Using a punch or a small screwdriver punch holes where you plan on placing the lights and poke each bulb through while hiding the wire under the leaves. Place as many or as few as you would like but, again, due to weight issues, I recommend not using more than four sets of 20 lights.
Make sure you use LED lights that run off of 3 AA batteries rather than 2 C batteries. The LED’s will run for about 12 hours off of 3 AA’s and the C’s weigh far too much. Non LED’s won’t last as long and have bigger bulbs that are not necessarily brighter, but could create a hazard if broken. I found mine at Big Lots for about $4 each.

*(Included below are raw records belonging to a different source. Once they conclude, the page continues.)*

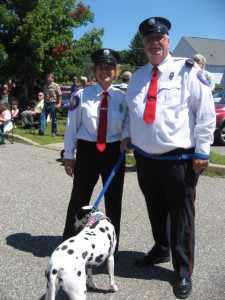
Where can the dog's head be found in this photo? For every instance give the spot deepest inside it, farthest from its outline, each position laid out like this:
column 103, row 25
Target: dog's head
column 83, row 215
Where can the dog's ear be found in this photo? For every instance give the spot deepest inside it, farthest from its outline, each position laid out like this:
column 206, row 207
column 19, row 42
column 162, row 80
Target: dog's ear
column 94, row 225
column 83, row 211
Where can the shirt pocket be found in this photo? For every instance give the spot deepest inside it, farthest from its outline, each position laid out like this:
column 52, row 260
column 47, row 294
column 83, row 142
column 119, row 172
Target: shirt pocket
column 169, row 93
column 116, row 122
column 90, row 120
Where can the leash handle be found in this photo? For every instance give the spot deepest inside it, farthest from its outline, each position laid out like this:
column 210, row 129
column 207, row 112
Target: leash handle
column 109, row 180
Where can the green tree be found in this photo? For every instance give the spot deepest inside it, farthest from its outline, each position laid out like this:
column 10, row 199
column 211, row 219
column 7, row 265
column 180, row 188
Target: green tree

Once your cone and lights are in place, continue to decorate as desired. Be sure that you use plastic or similar less destructible and safer ornaments. Glass could pose a hazard if broken. (Once again, speaking from experience; I used some of our old ornaments on my first son?s costume. When he decided that he had had enough of toting his giant tree costume around supported by nothing but his spindly little 3 year old neck, he gave up and face planted on the sidewalk with a merry little tinkling sound as every bulb on his front side succumbed to the weight of child and costume alike. Fortunately, all of the cushioning from the foam leaves prevented any injury and slowed his fall exponentially. The little tyke looked like a small tree being felled by an axe wielding woodsman… “TIMBERRRRR”! Alas, he lay there exhausted until we agreed to remove his costume, which, admittedly did have a nice new glitter to it from the crushed glass, however, was not ideal for safety purposes. In retrospect, I may have wanted to use more practical decorations. In my defense; I was young and it was the early 90?s… Big hair hadn’t even gone out of style yet… so… it may as well have been the 80’s, which, we ALL know was not exactly a time known for safety precautions… take into consideration the amount of damage we did to the Ozone with all of that Aqua Net, not to mention our brain cells!! LOL!)
After your little darling’s tree is decorated, top it off by pushing the star/snowflake’s stick through the top of the cone, securing both in place. Hide the battery box for the lights beneath a leaf and secure with straightened paperclips or other wire of your choice. If you are so inclined, you can follow everything up by putting a dollop of hot glue on each of the lights to ensure they remain in place. Don’t go overboard on this, as you may find it necessary at some point to replace the lights if you end up using this costume multiple times and/or your child is as rambunctious as mine is.
When placing dollops of hot glue on any item, be sure that your skin is not one of them, unless of course you intend on using the ensuing big red blisters as an effective method of guilt persuasion to abscond with the afore mentioned chocolate bars! Conniving, yet effective in a, ?I went through 9 months of nausea and swollen feet, and 36 hours of labor in order to lovingly bring you into this world?, sort of way.
Good luck to you and I hope your chocolate hunting will be as fruitful as I know mine will be!
**DISCLAIMER** No children were harmed in the making of this costume nor the subsequent pursuit of cocoa products!